Solo se que alguna vez te veré en el cielo
allá donde bailan las estrellas
bajo los soles de un pianito flamenco.
.
Con una oración en la mano
que a mi, mi abuela me dio,
voy de camino a los gitanos, a pedirle en oración,
que no se vaya, que no se quede dormida
que tengo veintiuna primaveras y ella me hace falta todavía.
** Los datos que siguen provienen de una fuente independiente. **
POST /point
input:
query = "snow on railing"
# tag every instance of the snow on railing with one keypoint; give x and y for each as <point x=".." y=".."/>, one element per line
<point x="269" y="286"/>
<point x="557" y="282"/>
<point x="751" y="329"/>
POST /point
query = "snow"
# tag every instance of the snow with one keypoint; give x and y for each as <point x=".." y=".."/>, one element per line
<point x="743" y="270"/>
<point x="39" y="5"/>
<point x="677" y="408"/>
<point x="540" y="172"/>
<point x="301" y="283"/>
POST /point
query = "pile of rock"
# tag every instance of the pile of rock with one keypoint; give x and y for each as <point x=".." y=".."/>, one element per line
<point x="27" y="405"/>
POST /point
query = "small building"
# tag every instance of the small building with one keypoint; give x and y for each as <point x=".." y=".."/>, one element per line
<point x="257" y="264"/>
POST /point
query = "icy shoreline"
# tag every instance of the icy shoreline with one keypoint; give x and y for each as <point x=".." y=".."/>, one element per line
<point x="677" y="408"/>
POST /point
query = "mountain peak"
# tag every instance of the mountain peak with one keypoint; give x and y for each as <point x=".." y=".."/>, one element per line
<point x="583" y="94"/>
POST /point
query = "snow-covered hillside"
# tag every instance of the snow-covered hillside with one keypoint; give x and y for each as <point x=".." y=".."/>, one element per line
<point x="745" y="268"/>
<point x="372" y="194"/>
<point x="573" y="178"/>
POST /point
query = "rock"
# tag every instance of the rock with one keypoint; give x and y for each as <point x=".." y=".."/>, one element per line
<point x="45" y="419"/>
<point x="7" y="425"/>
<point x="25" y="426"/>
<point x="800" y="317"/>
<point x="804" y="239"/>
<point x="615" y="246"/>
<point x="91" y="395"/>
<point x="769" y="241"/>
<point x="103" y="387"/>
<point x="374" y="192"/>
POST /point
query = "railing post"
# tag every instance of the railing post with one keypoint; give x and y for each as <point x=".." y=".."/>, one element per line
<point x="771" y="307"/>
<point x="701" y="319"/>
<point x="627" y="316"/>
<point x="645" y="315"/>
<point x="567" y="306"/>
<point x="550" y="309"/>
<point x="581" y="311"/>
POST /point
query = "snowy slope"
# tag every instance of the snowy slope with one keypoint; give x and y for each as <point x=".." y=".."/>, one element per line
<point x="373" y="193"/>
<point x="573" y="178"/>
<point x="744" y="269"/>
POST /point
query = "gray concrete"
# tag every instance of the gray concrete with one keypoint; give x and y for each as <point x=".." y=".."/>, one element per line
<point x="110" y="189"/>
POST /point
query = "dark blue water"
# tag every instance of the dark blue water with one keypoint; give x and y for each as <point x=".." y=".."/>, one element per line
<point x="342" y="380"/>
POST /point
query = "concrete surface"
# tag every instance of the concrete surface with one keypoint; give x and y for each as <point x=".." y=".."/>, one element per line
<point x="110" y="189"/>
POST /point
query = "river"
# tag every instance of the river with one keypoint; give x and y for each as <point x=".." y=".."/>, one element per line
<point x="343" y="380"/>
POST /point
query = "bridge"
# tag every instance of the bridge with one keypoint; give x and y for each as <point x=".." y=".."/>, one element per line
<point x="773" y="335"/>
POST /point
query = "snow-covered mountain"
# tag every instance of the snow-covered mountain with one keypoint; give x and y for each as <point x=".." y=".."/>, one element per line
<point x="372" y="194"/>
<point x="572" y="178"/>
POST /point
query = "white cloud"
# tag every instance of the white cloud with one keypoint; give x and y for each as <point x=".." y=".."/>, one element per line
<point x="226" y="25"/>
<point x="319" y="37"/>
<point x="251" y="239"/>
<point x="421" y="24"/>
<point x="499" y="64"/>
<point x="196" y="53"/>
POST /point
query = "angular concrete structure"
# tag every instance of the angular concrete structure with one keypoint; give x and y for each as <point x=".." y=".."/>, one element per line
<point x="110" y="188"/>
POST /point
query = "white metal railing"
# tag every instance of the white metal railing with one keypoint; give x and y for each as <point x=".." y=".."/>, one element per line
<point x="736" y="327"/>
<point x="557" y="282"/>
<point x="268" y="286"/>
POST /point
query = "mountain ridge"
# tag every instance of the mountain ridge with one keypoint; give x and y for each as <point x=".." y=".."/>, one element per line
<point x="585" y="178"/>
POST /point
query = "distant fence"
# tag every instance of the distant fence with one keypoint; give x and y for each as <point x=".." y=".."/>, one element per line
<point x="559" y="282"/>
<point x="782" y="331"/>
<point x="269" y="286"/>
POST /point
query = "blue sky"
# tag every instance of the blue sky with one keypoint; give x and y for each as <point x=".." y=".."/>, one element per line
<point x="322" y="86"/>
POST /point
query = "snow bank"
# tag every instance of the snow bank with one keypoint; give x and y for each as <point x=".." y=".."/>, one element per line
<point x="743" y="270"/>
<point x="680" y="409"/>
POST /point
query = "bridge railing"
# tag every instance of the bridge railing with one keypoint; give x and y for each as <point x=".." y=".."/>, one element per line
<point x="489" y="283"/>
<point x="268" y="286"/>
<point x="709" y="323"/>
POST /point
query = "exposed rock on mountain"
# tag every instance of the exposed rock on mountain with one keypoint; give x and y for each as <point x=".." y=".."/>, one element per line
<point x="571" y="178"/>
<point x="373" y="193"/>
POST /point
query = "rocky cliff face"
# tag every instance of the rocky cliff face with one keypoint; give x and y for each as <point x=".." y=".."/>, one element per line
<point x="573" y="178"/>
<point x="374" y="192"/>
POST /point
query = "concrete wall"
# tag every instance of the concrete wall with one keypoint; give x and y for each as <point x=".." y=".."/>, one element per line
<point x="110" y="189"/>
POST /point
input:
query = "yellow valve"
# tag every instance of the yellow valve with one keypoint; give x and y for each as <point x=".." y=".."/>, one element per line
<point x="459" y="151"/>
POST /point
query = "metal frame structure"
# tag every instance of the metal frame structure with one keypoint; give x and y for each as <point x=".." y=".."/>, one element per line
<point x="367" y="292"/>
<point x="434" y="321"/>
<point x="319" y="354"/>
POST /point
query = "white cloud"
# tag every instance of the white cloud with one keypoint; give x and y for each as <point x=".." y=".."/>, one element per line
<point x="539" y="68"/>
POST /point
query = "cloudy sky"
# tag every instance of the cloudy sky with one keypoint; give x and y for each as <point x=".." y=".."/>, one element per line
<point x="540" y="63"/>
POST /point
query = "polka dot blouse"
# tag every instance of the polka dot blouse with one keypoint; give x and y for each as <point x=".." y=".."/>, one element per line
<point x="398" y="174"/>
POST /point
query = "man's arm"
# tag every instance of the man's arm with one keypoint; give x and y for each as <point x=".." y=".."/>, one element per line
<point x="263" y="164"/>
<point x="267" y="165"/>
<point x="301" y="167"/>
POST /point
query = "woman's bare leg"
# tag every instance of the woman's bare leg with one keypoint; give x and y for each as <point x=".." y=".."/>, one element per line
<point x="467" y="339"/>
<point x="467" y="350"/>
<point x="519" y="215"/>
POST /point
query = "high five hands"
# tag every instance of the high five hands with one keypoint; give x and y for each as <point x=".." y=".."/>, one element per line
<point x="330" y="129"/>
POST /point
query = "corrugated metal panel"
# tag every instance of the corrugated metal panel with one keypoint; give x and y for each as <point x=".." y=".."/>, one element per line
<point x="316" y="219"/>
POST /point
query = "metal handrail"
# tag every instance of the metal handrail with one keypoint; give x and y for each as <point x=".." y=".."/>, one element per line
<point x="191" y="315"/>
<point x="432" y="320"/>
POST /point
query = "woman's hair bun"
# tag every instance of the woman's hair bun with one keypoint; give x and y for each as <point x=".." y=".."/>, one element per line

Hinqué mi rodilla en el suelo y llorando te pedí:
-no te la lleves Dios mío, sin ella no puedo vivir
Tu nombre suena a poesía
a luna clara y a luz del día,
tú eres la luz que ilumina mi caminar.
Solo se que alguna vez te veré en el cielo
allá donde bailan las estrellas
bajo los soles de un pianito flamenco.
.
La mirada cómplice de mi hermano
me dice que ya pronto va a marchar,
la madre que tanto nos ha amado,
en una cunita hacia el cielo va.
Solo se que algún día yo estaré contigo
allá de las estrellas
donde tus niños viven perdidos.
Tu nombre suena a poesía,
a luna clara y a luz del día.
Luna...................................................que ilumina mi caminar.
.
Y desde el cielo una voz
Oí que me decía
No llores por mi hijito mío
Nunca te dejaría.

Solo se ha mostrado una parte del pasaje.